Des professionnels de la torture

Selon les médias, les analyses médico-légales ont révélé de nombreux signes de torture : brûlures aux pieds causées par des décharges électriques, écorchures aux hanches et à la tête, une côte cassée, ainsi que des hémorragies internes à divers endroits du corps. Les cheveux avaient été rasés. L’os hyoïde, situé dans le cou, était brisé, signe probable d’une strangulation.

Le corps portait également les traces d’une autopsie, mais plusieurs organes essentiels manquaient — notamment le cerveau, les yeux et le larynx —, probablement retirés pour empêcher toute détermination précise de la cause du décès.

Le prix exorbitant des ambitions de Moscou

Les guerres sont des espaces de domination où le droit devrait encore s’appliquer. Pourtant, la partie russe semble en ignorer les règles délibérément. Cette guerre d’agression aurait coûté, selon des sources occidentales, près de 967 600 hommes à la Russie.
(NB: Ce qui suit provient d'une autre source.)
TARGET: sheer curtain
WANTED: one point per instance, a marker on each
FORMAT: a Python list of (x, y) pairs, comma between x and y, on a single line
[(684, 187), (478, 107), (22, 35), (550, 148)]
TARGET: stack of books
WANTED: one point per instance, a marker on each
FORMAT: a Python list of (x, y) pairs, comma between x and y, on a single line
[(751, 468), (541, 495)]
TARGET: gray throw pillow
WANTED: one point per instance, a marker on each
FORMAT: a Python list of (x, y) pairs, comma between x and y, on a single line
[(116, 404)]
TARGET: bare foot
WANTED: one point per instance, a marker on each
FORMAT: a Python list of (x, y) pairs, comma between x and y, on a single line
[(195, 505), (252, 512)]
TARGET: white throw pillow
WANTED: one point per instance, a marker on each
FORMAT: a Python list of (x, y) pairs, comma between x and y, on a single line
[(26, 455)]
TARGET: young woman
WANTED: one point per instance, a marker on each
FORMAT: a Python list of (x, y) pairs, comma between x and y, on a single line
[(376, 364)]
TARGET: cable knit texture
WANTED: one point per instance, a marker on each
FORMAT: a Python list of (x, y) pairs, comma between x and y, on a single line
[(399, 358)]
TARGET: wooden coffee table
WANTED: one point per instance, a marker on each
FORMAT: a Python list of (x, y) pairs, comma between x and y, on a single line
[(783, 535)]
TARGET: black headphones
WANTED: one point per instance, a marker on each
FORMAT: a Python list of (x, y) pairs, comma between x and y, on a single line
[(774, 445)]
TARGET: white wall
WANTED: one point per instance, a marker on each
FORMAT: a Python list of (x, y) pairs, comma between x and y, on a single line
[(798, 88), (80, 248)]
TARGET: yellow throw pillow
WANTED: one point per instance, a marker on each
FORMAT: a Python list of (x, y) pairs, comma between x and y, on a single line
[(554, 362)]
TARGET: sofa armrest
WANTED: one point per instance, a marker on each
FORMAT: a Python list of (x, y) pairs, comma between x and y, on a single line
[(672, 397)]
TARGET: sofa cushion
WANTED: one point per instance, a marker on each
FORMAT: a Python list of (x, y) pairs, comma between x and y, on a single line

Alors que le pays célébrait récemment sa victoire contre le nazisme en 1945, certains comportements de l’occupant semblent tristement en reprendre les méthodes. La vérité, au nom de la liberté de son pays, a un prix. Et ce prix, Viktoriia Roshchyna l’a payé de sa vie.

Le calvaire innommable qu’a subi cette jeune femme n’aurait jamais dû avoir lieu. Le gaz que l’Europe continue d’importer de Russie porte désormais une odeur de sang dont il serait urgent de se détourner.